Her production company was shooting a TV movie and the producer desperately needed a woman's wedding hat. Davidson got the job with no time to spare. The hat had to be on the set by Monday morning, and it was already Friday. But this was not just any old hat. Some 1,000 small silk flowers were to garnish it, and Davidson had to stitch each one not with a sewing machine, but by hand.

"I practically spent 48 hours with my eyes open and my hands practically bloody making this hat," says Davidson. She is a milliner in North Carolina. "It was a very, very intricately made hat. But it was well worth it, and it was well received."

It was also a major career highlight for Davidson. She credits her two grandmothers for starting her career in millinery, the art and craft of making hats for women.

Although they were not milliners, they gave Davidson a love for working with her hands. "And I have always loved design, color, style and form -- all those things. And I have dabbled in so many different things, like silk ribbing, embroidery and crocheting."

And yes, Davidson collected hats as she was growing up.

Those interests came together in 1995 when she and her husband moved to Australia. Stays in Brisbane and Melbourne exposed her to the complex and colorful world of millinery. She soon enrolled at the Melbourne School of Millinery, one of the few schools to offer formal education in that field.

Milliners work with their hands to design and create unique hats for women.
Courtesy of: Wayne Wichern

"It pulled all those things together," she says. "So for me, [millinery] is not only something I do to make money, but it is also a very strong creative outlet. The creative part is just as much a motivator as making money from sewing. It is working with my hands and creating something."

And as any artist will tell you, creating something new is an often frustrating and exhausting struggle.

Davidson says she usually has a firm idea of how she wants a hat to look. "But it is amazing how many times a hat will take on its own life. It won't be what I want it to be. It is only going to be what it wants to be."

She still recalls the agony she experienced over a hat she made for a local store. "This hat took on three different lives," she says. "We fought the entire time. It went to the shop three different times as three different hats. I was never pleased with it."

Davidson eventually just went along to where creativity took her, and the hat sold the day after she had brought it to the store.

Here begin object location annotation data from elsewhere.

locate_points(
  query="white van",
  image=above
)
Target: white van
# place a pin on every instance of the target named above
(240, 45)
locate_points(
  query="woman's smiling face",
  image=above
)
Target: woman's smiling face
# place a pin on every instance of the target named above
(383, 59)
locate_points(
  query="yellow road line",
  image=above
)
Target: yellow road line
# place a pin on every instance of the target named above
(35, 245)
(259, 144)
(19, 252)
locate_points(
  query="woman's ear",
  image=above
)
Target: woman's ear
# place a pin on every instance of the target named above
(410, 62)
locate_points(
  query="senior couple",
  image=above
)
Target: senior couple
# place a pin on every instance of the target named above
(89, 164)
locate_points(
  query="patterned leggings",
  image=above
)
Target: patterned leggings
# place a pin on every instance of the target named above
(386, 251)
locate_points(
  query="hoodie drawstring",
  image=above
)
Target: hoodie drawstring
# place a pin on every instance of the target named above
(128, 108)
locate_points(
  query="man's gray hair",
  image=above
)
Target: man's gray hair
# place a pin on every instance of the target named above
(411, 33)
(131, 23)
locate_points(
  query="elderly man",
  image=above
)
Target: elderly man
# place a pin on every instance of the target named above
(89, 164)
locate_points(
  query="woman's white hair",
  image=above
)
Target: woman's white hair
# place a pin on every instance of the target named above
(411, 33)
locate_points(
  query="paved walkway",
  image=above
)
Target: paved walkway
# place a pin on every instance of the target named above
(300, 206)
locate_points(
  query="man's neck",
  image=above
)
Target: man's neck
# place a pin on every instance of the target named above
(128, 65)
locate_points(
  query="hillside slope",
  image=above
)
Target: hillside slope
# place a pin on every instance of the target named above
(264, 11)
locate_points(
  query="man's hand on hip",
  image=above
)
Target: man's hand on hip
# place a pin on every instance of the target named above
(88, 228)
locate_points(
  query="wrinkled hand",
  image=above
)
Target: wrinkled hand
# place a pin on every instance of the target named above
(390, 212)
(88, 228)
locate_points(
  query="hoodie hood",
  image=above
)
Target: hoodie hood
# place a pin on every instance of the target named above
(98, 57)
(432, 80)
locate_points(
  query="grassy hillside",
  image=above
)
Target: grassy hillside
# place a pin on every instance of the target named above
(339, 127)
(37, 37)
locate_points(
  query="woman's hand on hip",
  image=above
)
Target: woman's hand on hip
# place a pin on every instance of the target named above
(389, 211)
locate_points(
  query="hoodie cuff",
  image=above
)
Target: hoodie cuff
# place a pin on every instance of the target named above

This artistic struggle is part of a greater struggle to survive in a field that has existed on the fringes of the fashion world. That has not always been the case.

For the first half of the 20th century, everybody wore hats and dressed up for most social occasions, including baseball games. But the economic boom of the 1950s gave the public more time and money for recreation and leisure. Soon Hawaiian shirts and baseball caps began to replace dress shirts and hats.

This dressing-down reached a climax in the 1960s as the social and sexual revolutionaries branded hats symbols of the oppressive establishment. "The millinery business was just booming in the 1930s, 1940s and 1950s," says Wayne Wichern. He is a milliner in Seattle. "In the 1960s, it crashed."

It picked up again in the 1980s when stocks and hairdos rose to new and tacky heights. It has continued to grow since, but it will never be what it was because North American society continues to become more casual in dress and manners.

Wichern says we have become a hugely casual society because our lives have become more complicated.

The logic is simple: the more complicated our lives become, the less time and money we want to spend on clothes and headwear. Instead, we want to dress in a way that does not require a lot of time, effort and money.

This has made it difficult for people like Wichern to make a living, and he has to supplement his income by teaching his craft to others.

Efstathia Xynnis also feels comfortable in her little millinery shop, and she doesn't think her trade is antiquated. "I don't feel out of place," she says. "People still have a need for things that are customized, or more specially made. They don't want ready-to-wear [hats]. It doesn't suit them. It doesn't fit them. They don't like it. They want more."